As environmental scientists grapple with repeated, severe coral bleaching events at the Great Barrier Reef, some inventive ideas are emerging to help restore the natural wonder to full health. Coral bleaching can occur in response to irregular water temperatures that cause the organisms to expel an essential algae they rely on for nutrients and color, with the latest incident only deepening the despair.
“The Great Barrier Reef is undergoing a third mass bleaching event in just five years, and corals were bleaching all around us while we conducted our tests,” says Southern Cross University Senior Lecturer Dr Daniel Harrison. “This was both shocking and heartbreaking, in what should have been an ordinary non-El Nino non-bleaching year. It really emphasizes how little time we have for this research, reminding us of how important this work is.”
Ideas to preserve the reef for future generations in the face of rising global temperatures include using underwater robots that plant additional larvae around the ecosystem, laying protective films over the top, and raising “turbo-charged” coral babies in huge farms.
The type of cloud-seeding technology trialed by the researchers has been in the mix more broadly as a way to mitigate the effects of climate change for years. In general terms, it involves adding tiny particles to the atmosphere, which act as seeds that water vapor can cling to to become droplets and form bright, reflective clouds.
The research team, led by scientists at Sydney Institute of Marine Science and Southern Cross University, took to the waters of the reef with prototype cloud-seeding turbines to conduct some small-scale testing. These work by spraying microscopic sea water droplets into the air that evaporate to leave behind nanoscale sea salt crystals, which serve as seeds for brighter, more reflective clouds.
“We tested the hypothesis at one-tenth of the scale we’re aiming for, using a drone in the atmosphere and a sampling vessel 5 km (3.1 mi) away on the sea surface and showed how we can successfully create hundreds of trillion of these sea salt crystals per second which float up into the atmosphere to bolster the reflectivity of the existing clouds,” Dr Harrison said.
The team hopes to build on these results next year at three times the scale, and then 10 times the scale the following year. The researchers believe this could brighten clouds covering a 20 x 20 km (12 x 12 mi) area, but it’s not as straightforward as deploying the technology on that kind of scale. The jury is out on the safety of cloud-seeding, and how it might impact the environment in other, unforeseen ways.

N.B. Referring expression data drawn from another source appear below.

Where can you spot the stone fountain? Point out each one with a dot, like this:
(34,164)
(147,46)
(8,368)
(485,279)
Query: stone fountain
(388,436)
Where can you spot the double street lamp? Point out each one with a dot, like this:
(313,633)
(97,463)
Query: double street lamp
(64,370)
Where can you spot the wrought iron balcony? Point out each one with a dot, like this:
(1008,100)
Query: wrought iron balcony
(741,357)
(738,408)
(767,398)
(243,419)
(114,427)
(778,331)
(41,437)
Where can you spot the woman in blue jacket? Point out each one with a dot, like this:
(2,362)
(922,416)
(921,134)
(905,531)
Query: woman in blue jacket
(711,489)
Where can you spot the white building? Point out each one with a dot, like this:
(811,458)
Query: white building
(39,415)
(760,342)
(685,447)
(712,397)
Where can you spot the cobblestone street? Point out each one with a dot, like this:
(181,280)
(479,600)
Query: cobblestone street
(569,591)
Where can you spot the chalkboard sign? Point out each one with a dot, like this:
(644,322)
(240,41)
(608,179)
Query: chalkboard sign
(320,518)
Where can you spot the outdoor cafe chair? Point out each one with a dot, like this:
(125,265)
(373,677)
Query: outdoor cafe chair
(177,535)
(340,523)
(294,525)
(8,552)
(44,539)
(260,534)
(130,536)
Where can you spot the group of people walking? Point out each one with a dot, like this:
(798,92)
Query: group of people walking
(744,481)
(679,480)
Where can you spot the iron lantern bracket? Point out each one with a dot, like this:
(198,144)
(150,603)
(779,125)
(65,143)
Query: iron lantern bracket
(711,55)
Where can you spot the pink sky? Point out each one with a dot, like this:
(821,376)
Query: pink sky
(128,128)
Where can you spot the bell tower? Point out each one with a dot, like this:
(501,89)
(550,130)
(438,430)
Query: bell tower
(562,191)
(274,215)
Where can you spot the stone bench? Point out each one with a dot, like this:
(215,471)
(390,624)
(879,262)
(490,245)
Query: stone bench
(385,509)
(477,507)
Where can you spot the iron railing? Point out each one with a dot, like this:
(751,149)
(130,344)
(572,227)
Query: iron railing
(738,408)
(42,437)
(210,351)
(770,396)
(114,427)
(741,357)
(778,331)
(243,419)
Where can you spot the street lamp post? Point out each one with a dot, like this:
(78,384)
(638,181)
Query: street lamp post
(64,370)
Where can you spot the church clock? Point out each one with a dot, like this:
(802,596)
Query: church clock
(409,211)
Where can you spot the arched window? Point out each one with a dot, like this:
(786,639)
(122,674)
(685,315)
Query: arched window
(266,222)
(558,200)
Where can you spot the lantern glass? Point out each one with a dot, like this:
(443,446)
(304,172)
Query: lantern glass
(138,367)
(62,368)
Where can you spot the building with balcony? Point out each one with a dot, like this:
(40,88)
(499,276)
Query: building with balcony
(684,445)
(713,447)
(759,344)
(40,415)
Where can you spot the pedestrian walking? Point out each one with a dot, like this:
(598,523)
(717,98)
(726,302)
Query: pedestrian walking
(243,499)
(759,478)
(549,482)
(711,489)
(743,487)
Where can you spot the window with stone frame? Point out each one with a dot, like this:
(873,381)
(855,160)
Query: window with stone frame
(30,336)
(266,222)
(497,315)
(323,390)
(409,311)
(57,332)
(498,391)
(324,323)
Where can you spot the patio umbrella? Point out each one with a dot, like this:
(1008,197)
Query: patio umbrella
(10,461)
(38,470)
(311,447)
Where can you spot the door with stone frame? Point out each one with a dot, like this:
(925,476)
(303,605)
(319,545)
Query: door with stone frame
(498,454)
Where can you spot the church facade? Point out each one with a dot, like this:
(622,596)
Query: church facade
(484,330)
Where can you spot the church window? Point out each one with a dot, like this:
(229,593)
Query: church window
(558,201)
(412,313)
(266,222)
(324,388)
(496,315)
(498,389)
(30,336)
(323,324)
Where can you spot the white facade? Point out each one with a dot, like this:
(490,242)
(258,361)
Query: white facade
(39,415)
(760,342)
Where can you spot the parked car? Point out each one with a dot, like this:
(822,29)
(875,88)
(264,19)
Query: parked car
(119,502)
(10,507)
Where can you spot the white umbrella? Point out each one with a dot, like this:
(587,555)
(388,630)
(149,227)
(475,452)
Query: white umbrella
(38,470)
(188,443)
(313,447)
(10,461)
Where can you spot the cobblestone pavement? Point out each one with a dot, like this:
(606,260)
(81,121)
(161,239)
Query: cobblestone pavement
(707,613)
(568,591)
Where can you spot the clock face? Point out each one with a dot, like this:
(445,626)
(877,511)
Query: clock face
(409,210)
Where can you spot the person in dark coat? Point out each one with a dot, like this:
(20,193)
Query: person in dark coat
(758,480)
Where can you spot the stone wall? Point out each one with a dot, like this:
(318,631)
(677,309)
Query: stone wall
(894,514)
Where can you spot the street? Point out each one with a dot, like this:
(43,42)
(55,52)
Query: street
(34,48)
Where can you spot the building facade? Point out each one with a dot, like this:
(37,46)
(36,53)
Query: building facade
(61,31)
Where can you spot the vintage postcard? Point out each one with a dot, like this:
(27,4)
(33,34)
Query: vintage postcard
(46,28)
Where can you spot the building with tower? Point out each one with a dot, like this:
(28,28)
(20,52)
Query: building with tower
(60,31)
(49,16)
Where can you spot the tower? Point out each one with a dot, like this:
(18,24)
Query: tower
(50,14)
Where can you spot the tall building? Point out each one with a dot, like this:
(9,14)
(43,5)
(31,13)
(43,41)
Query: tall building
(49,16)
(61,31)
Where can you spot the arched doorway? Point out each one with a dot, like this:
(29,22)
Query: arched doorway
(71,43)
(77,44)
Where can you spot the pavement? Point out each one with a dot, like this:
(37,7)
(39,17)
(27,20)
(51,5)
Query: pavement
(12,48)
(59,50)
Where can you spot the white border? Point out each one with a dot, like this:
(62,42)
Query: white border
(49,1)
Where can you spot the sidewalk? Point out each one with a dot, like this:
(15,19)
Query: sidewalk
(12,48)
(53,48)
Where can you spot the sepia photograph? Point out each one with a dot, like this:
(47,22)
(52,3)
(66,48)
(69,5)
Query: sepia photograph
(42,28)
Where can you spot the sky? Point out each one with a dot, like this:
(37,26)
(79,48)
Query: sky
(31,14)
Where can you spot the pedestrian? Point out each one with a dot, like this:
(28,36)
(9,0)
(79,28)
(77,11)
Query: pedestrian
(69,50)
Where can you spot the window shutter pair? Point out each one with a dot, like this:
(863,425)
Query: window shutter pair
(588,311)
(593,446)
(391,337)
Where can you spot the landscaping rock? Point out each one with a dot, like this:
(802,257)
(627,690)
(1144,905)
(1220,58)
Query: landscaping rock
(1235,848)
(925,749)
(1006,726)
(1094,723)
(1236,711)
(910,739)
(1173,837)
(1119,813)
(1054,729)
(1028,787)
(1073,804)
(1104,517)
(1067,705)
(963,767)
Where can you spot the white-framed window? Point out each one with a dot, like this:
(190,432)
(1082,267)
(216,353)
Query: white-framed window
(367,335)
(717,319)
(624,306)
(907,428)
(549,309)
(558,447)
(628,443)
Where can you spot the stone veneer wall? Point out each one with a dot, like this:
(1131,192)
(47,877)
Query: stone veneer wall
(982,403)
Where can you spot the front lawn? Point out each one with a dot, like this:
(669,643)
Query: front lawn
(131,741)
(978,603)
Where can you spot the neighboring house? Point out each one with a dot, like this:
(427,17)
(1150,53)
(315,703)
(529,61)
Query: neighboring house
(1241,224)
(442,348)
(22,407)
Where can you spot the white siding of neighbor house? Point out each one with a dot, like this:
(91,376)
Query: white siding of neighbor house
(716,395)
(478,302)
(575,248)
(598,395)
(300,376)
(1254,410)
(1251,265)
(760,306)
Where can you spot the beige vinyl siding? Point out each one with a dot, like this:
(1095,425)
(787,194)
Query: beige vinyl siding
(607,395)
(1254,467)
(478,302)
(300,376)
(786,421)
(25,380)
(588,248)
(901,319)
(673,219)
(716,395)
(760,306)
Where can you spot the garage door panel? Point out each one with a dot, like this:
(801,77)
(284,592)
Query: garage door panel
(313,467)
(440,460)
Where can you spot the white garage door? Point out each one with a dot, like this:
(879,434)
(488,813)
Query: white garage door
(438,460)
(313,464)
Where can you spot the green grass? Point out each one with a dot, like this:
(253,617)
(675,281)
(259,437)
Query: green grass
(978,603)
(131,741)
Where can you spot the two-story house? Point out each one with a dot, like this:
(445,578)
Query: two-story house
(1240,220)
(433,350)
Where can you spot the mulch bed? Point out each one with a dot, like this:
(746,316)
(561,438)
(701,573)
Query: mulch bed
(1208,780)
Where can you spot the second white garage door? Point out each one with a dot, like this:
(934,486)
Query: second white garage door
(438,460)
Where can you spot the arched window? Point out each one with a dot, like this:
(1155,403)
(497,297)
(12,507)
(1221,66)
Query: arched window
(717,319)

As part of their research, the scientists will spend four years assessing various environmental impacts, including whether or not the technology could reshape rainfall patterns around the world. In any case, they believe the potential is clear.
“Cloud brightening could potentially protect the entire Great Barrier Reef from coral bleaching in a relatively cost-effective way, buying precious time for longer-term climate change mitigation to lower the stress on this irreplaceable ecosystem,” said Dr Harrison, who added, "in the future this technology might be able to be applied over the Great Barrier Reef to reduce the severity of coral bleaching during marine heat waves, cooling and shading the corals below.”